Being in the sustainable food business in a small town and rural neighborhood is both an inspiration and a challenge. One of the vendors from our local farmers’ market was banned a few weeks ago, ostensibly because they were not “local.” Of course, the stories surrounding the incident vary, based on who you ask, but the basic thread is that the vendor did not “follow the rules” and was from <gasp> Duarte. The contraband in question was stone fruit; apricots, peaches, nectarines, cherries, you know, the hard stuff! A vendor friend noted that they had UPC stickers on their fruit, a sure sign of the conventional commoditized food system; surely not a sign of a small, artisan producer? I reflect on the bar coded UPC’s on my own olive oil bottles, a similar litmus test? Many of us as small producers must court multiple sales channels in order to survive. Grocery equals UPC codes; non-negotiable in their world. Even my local customers prefer to purchase our olive oil in their local grocery store, hence the dance with the devil. Without UPC’s and a distributor, the grocery channel is virtually closed to the small producer.
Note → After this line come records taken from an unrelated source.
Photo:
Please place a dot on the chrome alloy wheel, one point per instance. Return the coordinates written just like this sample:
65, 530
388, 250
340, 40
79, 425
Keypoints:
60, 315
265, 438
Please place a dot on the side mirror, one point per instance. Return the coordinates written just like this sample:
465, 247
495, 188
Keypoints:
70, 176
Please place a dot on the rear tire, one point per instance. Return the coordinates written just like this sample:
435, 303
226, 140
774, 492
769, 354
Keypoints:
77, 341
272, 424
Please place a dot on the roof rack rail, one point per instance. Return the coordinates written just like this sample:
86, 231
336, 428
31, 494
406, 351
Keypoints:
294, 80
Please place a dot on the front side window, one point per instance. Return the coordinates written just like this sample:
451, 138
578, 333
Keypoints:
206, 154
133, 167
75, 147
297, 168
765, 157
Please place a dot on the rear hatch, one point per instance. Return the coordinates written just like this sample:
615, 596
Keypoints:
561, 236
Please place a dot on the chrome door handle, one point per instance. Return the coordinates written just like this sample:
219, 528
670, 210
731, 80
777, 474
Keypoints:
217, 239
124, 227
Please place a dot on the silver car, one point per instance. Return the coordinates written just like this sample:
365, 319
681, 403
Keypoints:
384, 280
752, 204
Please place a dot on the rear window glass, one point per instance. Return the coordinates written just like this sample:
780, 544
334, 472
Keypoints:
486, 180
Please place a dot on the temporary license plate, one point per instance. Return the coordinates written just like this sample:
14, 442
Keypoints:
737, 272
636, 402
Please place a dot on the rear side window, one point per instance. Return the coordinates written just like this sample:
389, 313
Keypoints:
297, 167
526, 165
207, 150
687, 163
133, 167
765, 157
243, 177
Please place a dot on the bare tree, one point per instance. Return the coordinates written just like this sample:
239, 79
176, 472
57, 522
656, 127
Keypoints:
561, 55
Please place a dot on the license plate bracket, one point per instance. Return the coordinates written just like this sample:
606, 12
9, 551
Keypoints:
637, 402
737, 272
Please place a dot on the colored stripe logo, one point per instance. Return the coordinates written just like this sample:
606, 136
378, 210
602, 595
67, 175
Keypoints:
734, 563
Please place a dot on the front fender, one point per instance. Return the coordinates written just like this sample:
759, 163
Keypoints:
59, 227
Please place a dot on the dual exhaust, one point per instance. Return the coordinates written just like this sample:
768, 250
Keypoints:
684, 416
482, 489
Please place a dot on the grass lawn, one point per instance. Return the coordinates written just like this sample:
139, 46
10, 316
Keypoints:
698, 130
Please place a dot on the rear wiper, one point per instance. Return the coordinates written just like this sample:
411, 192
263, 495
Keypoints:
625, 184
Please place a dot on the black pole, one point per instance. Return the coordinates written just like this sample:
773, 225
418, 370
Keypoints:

We define local, here on the Mendocino Coast, as somewhere between 100 and 150 miles circumference. This allows us the grains and beans cultivated in the central valley, while still preserving the intrinsic relationship between farmer and customer. My sister lives in the suburbs of Washington, DC, and in her world, local is within 800 miles circumference. In the urban mid-Atlantic, small farms are harder to find. We are spoiled here in California, where farmers live within driving distance of urban markets. Many of us take for granted the cornucopia of regional produce displayed at our local farmers’ markets. Here in Mendocino County, this bounty is limited to the months of May through October, when the certified markets are active. If we wish to partake in seasonal winter vegetables, locally produced, a CSA is often our only option. We are fortunate here in Fort Bragg to have a relationship with a year-around CSA farm. Not everyone is so lucky. In fact, one of the reasons that the disputed produce vendor was even in our local market was to supply fresh items in winter not available in our more severe climate zone.
A successful farmers’ market is a vibrant and diverse market. Thus defines the dilemma. Do we limit the market to only local vendors, and, for that matter, one vendor per commodity? While an ideal situation for the producer, this limits the customers’ choices, and, as a result, their patronage of the market. More choices = more customers, and more customers = higher sales for market vendors. Somehow this equation does not hold true with our local market association. The “rules” supersede the customer. But, what is a market without a customer? By definition, a market exists when a seller and a buyer agree on an exchange for a particular commodity. Without these components, a market does not technically exist. Our lesson; make the maximum variety of commodities available to the consumer. The market will sustain itself. If the commodity has no value to the customer, then the market, or the vendor, will fail.
Open markets promote open minds. We must trust the market forces to drive the equilibrium. If a commodity has no demand, and therefore no value, the market will demonstrate to the vendor that they cannot sustain their participation. Almost Darwinian, those who succeed have the characteristics of success. If your product has value, it will be reflected by the customer as increased sales. No need for oversight, no need for regulation, the force of the market prevails. If there is a buyer and a seller, there is a market. It is not about the random regulatory boundaries exercised by an outside entity. We must reflect on this basic principle of commerce and embrace the essence of its power.
No matter how you define “local” or “regional.” It is about buyers mated with sellers exchanging the value of a given commodity. This is the essence of the freedom of choice characterized in a market economy.
To one customer, located somewhere west of the Mississippi, but where olives are not cultivated, my product might be considered “local.” Yet in a market less than 200 miles away, where olives trees are more common, it is disqualified on the same criteria. It is not about the random geographical boundaries. It is about access to clean, fair and healthy foods. Something we Californians take for granted, but perhaps should not. Every producer is an artisan of sort; and is it our privilege to categorize and judge, or should we simply fulfill our role as buyer, and let our choices speak the truth instead?